REPORT: Voice Assistant Benchmark 1.0 (2018)

$995.00

Category:

Document ID: CGR-VAB18 | Last Updated: July 31, 2018

Report Overview
Abstract:

Voice assistants are voice-based conversational interfaces paired with intelligent cloud-based back-ends. Examples of voice assistants include Amazon Alexa, Apple Siri, Google Home, and Microsoft Cortana. Increasingly, vendors are positioning their devices as intelligent assistants, being used to perform real-world tasks. This is not just playing music or telling you the weather. This requires at least a minimum level of intelligence to perform without frustrating the user. In this report, Cognilytica evaluates the intelligence and knowledge graph capabilities of four voice assistants: Amazon Alexa, Google Assistant (Home), Apple Siri, and Microsoft Cortana.
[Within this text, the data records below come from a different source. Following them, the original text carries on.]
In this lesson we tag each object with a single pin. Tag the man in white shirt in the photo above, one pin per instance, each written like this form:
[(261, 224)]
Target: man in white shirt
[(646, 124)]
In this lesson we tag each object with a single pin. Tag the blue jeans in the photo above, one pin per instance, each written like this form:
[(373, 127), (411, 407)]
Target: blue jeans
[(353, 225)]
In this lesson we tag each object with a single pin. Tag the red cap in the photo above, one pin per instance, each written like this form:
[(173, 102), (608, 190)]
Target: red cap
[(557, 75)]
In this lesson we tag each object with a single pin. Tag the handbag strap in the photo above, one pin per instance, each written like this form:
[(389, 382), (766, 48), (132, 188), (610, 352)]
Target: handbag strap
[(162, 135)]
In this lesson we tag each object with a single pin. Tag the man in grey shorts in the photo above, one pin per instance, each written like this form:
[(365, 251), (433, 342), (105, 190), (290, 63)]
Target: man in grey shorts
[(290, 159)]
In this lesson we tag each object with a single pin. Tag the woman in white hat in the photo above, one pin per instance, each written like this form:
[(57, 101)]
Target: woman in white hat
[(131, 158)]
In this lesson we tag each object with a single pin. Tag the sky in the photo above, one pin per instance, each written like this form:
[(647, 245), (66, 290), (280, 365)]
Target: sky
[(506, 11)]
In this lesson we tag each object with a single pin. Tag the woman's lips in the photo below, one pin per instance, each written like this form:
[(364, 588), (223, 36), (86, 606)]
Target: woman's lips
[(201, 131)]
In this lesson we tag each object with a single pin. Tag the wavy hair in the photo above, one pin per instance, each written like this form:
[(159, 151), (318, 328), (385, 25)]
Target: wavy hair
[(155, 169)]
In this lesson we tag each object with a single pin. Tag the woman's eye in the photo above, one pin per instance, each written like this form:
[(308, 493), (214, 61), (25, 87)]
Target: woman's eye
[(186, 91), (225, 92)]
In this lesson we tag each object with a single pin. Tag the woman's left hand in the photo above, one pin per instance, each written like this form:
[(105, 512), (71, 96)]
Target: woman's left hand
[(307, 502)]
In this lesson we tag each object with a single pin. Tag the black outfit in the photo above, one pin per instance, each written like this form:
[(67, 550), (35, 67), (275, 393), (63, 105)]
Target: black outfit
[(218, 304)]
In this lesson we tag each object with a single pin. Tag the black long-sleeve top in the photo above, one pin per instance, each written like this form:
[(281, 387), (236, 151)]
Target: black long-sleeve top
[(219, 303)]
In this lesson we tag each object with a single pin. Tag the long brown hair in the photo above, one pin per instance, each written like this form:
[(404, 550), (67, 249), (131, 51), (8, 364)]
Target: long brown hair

We want to know — just how intelligent is the AI back-end?

Key Findings:

  • The Voice Assistant Benchmark determines the underlying intelligence of voice assistant platforms, and identifies categories of conversations and interactions to determine intelligence capabilities
  • As a whole, voice assistants have a long way to go before even half of the responses are acceptable.
  • The Voice Assistant Benchmark ranks responses on a scale of Category 0 to Category 3. Category 0 responses indicate an inability for the voice assistant to respond to the request; Category 1 responses indicate improper or incorrect responses; Category 2 requires the human listener to do the work of assessing the correct answer; and Category 3 are correct responses that humans can understand.
  • For the current benchmark, Alexa provided the most number of total Category 3 responses with 25 out of 100 questions answered correctly.
  • Google follows close behind with 19 Category 3 responses.
  • Siri and Cortana trail behind with only 13 and 10 Category 3 responses respectively.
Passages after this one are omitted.